PITTSBURGH (93.7 The Fan) – Even some of the biggest critics are starting to see it, Kenny Pickett is starting to grasp the Steelers offense and to a larger extent the NFL.
“I’m getting more comfortable with the system,” Pickett said Wednesday. “That’s the number one thing. If you’re in a system over a long period of time, you just feel like you’re in a lot more control than when you’re really learning it and you’re learning formations and structure and route combinations that are new to you. Once you get to do that a couple times and you get the rhythm of the game, rhythm of the system, you obviously feel a lot more comfortable that you can go be yourself and play.”
When scoring as many as 20 points seemed like a fantasy a few weeks ago, it’s now 74 points in the last three games. Not the Kansas City Chiefs, but it’s a start. The progression fueled by the Heisman finalist throwing for 638 yards with a touchdown passing and running, not huge numbers, but most importantly, no turnovers.
“I think it’s a gradual progression,” Pickett said. “We had some things not go our way with tipped balls, one in Miami, Chase [Claypool] got his feet tangled up, the Hail Mary versus the Jets… So, there were some things that added to that, but it’s also being smart with the football, putting ourselves in positions to win and not putting our defense in bad situations giving up turnovers. That’s really been the focus since the bye.”
“He’s definitely more aware, playing safe,” said Diontae Johnson. “Trying to not do too much and be himself and let the offense flow. When he’s out there playing like that, we all play well. He’s not forcing, he’s playing comfortable as well.”
Pickett feels he’s done a nice job going through his progressions. Receivers are learning if they are open on any given play, he will get them the ball. He’s not forcing the ball to anyone and he thinks that growth is benefitting all of them.
Atlanta Head Coach Arthur Jones said nothing can replicate the live reps of an NFL game. He believes Pickett has improved week after week and some of that improvement is dealing with what is often labeled as the ‘speed of the game’.
“I think everyone just talks about the speed of players and the speed of the game is faster (from college to the NFL),” Pickett said. “And that's true, definitely, everyone's faster. But I think as a rookie coming in, one, you're learning a new system, and two, you're going against a lot more defenses than you're used to in college. So, I think when people think, from a quarterback standpoint at least, just talking about when the game moves faster, there's a lot more going on mentally. So, that's why I think it feels a lot faster than it really truly is just on the physical standpoint of it.”

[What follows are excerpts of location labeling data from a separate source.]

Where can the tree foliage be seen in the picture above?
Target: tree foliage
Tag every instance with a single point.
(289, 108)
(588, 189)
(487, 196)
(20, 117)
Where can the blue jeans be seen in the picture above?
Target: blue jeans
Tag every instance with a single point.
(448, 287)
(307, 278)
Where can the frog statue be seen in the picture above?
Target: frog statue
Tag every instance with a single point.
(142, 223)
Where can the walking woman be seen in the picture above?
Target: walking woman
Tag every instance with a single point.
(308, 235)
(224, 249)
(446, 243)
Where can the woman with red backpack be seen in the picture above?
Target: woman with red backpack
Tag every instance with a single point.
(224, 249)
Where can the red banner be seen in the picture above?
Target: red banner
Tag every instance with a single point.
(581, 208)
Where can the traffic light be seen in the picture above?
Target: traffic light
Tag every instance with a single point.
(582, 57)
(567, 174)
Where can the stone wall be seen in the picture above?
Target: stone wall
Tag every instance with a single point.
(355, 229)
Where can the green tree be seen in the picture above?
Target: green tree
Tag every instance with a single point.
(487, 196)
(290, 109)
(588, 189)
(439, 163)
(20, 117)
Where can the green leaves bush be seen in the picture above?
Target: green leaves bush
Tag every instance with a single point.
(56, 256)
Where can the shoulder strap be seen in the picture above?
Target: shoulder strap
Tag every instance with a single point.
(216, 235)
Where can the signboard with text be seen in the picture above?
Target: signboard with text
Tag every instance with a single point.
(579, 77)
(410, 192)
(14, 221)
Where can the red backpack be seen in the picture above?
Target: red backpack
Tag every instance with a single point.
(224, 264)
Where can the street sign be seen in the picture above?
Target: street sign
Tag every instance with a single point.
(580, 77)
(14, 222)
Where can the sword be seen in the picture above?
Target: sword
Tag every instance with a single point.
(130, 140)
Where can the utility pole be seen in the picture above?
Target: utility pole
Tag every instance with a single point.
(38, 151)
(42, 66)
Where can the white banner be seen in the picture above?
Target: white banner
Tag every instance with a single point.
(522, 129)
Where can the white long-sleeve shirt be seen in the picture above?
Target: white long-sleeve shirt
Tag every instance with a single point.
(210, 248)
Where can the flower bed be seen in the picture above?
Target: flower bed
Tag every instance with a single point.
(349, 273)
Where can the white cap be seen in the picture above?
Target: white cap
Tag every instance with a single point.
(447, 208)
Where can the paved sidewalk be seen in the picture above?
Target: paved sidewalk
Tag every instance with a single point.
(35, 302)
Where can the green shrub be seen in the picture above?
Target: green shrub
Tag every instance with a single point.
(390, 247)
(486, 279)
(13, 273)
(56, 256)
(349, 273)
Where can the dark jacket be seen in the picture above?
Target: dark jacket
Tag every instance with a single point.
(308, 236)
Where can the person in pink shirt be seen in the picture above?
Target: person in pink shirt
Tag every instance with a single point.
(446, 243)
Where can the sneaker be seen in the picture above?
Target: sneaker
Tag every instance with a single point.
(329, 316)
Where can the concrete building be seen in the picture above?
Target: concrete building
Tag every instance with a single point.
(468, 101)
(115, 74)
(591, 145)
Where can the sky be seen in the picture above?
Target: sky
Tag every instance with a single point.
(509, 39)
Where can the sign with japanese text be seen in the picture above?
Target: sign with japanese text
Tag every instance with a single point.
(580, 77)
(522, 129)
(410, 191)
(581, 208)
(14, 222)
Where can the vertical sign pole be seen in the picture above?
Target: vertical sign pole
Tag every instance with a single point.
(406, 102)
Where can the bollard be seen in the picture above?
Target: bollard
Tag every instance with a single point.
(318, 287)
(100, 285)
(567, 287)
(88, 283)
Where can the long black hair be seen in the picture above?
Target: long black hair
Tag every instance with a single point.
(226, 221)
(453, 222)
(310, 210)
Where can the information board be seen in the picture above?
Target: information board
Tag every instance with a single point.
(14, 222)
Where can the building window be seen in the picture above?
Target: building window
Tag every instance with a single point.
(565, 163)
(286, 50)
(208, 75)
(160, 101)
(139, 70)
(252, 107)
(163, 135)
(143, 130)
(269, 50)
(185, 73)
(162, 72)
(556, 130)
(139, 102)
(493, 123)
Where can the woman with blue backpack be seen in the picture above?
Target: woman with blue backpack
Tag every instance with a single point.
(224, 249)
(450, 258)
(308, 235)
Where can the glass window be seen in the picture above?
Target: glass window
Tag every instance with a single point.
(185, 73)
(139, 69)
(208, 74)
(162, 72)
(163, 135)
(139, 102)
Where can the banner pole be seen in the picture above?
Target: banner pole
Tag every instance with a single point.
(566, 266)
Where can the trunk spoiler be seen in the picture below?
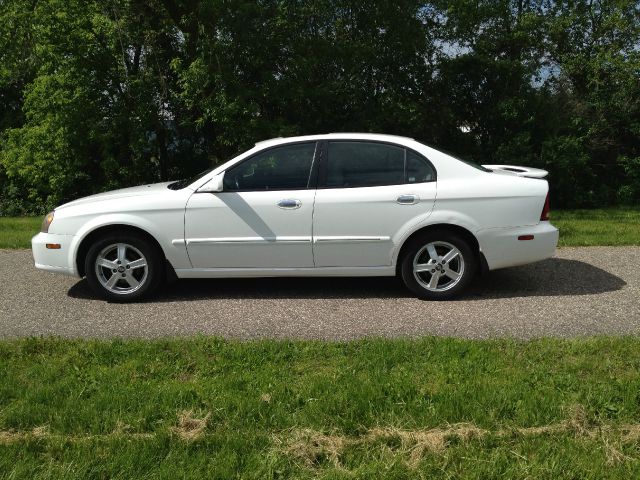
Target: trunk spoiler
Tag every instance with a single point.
(518, 171)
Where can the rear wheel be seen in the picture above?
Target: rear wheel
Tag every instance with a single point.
(123, 268)
(438, 265)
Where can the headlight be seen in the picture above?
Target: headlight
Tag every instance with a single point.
(46, 222)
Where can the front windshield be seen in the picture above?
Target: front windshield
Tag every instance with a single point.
(180, 184)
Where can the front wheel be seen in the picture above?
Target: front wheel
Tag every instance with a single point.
(438, 265)
(123, 268)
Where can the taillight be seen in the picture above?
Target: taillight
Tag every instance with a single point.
(545, 210)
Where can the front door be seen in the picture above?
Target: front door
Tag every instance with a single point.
(263, 216)
(367, 193)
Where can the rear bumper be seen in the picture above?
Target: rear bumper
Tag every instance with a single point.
(57, 261)
(502, 248)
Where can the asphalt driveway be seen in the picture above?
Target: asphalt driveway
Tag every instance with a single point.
(582, 291)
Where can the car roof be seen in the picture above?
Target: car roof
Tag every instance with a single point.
(336, 136)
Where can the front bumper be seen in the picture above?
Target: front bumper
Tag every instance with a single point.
(502, 248)
(57, 261)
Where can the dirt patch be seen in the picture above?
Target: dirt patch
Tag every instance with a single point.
(190, 428)
(311, 446)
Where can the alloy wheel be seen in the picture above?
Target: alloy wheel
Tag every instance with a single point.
(121, 268)
(438, 266)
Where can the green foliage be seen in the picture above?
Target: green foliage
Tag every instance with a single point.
(95, 95)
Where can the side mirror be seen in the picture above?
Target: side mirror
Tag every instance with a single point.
(214, 185)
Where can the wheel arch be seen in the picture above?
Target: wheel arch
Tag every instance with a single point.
(90, 237)
(462, 231)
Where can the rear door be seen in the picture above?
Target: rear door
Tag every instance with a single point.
(367, 192)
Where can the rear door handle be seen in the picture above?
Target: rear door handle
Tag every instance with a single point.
(289, 203)
(408, 199)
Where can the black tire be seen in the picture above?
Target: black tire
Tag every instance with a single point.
(138, 248)
(441, 239)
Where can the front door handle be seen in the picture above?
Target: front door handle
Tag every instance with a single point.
(409, 199)
(289, 203)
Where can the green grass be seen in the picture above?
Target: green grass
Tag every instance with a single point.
(16, 232)
(435, 408)
(613, 226)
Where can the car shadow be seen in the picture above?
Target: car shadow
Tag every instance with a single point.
(552, 277)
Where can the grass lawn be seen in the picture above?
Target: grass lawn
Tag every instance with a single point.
(610, 226)
(208, 408)
(613, 226)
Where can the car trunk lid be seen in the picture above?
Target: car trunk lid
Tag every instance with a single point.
(518, 171)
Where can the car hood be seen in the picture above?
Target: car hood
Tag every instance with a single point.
(150, 189)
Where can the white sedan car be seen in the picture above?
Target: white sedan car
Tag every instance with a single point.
(322, 205)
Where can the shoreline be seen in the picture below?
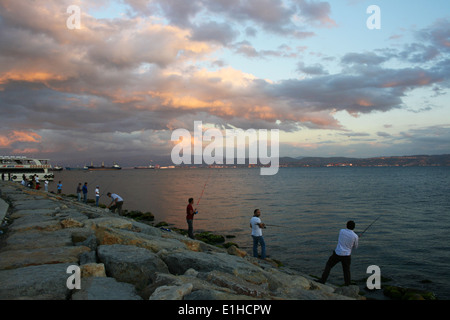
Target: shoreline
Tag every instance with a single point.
(46, 230)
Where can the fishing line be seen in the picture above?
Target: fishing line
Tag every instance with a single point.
(369, 226)
(204, 187)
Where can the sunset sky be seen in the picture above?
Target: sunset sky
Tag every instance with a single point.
(136, 70)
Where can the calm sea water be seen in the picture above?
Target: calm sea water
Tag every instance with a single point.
(306, 208)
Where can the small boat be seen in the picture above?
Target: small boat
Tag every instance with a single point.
(102, 167)
(15, 168)
(145, 167)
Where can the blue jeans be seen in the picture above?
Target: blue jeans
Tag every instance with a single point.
(256, 241)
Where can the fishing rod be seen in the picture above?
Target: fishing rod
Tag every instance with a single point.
(274, 225)
(369, 226)
(204, 187)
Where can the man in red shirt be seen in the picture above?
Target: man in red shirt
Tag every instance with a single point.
(190, 218)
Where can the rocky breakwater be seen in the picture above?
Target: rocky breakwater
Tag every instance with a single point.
(122, 259)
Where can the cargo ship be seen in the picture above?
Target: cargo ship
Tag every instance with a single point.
(16, 168)
(145, 167)
(115, 166)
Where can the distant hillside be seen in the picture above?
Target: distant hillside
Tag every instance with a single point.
(417, 160)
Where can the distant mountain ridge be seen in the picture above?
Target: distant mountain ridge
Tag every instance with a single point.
(415, 160)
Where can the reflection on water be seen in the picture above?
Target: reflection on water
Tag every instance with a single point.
(307, 207)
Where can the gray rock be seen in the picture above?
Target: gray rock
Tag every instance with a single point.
(35, 282)
(131, 264)
(171, 292)
(180, 262)
(104, 288)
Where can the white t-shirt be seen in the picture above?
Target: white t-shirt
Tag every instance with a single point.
(346, 242)
(256, 230)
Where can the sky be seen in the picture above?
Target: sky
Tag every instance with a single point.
(115, 86)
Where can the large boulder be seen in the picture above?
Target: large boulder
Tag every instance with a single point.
(102, 288)
(131, 264)
(46, 282)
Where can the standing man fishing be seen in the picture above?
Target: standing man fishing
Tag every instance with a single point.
(257, 226)
(346, 242)
(190, 217)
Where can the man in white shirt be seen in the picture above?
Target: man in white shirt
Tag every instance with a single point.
(346, 242)
(97, 195)
(257, 226)
(116, 203)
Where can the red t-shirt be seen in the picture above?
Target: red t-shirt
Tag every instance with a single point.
(189, 215)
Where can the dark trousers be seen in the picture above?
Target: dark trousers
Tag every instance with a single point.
(190, 228)
(117, 206)
(332, 261)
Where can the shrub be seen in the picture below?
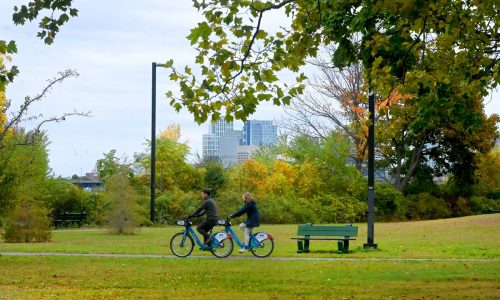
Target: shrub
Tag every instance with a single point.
(389, 203)
(480, 205)
(338, 209)
(125, 212)
(27, 223)
(425, 206)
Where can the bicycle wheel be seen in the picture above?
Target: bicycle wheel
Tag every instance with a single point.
(222, 248)
(181, 246)
(262, 248)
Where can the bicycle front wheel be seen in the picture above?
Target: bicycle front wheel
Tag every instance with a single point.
(181, 245)
(264, 248)
(222, 248)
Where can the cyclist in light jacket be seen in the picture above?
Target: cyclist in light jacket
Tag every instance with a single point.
(253, 218)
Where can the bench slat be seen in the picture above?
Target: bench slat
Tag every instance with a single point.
(327, 230)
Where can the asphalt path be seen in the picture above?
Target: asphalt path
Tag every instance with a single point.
(246, 257)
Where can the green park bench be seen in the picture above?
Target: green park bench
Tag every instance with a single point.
(341, 234)
(65, 218)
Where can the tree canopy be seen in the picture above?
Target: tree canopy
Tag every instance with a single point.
(405, 44)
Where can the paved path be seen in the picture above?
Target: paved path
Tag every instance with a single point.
(249, 257)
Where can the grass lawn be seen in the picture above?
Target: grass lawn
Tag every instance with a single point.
(474, 238)
(467, 237)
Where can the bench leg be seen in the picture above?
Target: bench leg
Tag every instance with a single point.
(300, 246)
(306, 246)
(340, 246)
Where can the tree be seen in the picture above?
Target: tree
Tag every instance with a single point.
(215, 175)
(110, 165)
(239, 60)
(336, 102)
(55, 14)
(124, 213)
(22, 169)
(172, 169)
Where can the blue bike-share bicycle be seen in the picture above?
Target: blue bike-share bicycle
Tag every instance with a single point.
(261, 243)
(182, 243)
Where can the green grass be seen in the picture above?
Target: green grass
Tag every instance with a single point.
(154, 278)
(56, 277)
(467, 237)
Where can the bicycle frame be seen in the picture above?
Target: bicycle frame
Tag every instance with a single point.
(189, 230)
(253, 241)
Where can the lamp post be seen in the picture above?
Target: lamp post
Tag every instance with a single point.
(153, 138)
(153, 142)
(370, 244)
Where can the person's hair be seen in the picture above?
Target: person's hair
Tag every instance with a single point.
(206, 191)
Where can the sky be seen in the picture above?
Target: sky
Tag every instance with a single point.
(112, 44)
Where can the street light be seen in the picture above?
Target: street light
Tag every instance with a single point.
(153, 140)
(370, 244)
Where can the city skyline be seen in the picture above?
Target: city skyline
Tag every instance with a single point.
(229, 146)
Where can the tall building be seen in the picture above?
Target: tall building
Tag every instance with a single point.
(230, 146)
(259, 133)
(210, 142)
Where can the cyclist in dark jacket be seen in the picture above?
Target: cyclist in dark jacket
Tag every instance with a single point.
(208, 207)
(253, 218)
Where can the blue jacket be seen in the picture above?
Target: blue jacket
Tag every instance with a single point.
(253, 217)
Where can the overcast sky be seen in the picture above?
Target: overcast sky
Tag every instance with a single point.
(112, 44)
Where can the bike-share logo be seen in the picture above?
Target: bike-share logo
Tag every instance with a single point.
(261, 236)
(220, 236)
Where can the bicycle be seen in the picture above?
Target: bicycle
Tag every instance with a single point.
(182, 243)
(261, 243)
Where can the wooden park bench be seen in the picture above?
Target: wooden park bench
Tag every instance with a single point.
(341, 234)
(66, 218)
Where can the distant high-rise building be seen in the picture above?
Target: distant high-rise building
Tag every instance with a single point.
(232, 146)
(210, 142)
(259, 133)
(228, 147)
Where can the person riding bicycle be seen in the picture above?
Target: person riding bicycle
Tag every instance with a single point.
(253, 218)
(208, 207)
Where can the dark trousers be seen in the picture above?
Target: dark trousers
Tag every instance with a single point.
(205, 227)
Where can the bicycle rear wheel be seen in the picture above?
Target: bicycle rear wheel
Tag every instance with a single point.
(222, 248)
(262, 248)
(181, 245)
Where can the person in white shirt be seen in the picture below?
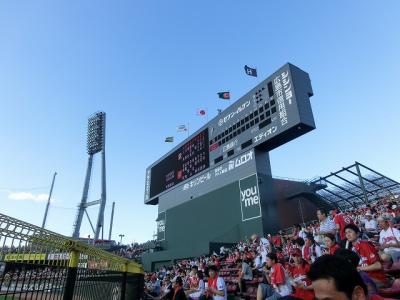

The rookie first-round pick then expanded on what he meant.
“In college, you get in the flow of the game,” Pickett said. “You're going to see the same look multiple times and when you make sideline adjustments on it, you can almost guarantee that you're going to get that same look that you saw earlier in the game.”
“I think at this level, you're going to see multiple looks of the same formation structurally that we have. So, I think there's just a higher volume in the game plan of defenses in the NFL based off of college and that's just the main difference that I've seen. So, in terms of the speed of the game, like I said, it's not so much for me the physical piece of it with guys and their speed. It's the mental processing of, you know, first off, what's our game plan? How do we want to attack them and then all the different things that they do that just speed your mind up?”
“So, now that I'm getting more comfortable in our system, I feel like the game is slowing down a little bit for me, and I'm able to play more comfortably.”
Mike Tomlin has said in nearly every news conference over the last few weeks he would expect the progression to continue. It’s why it was too soon to pass judgment on Pickett and really, still is.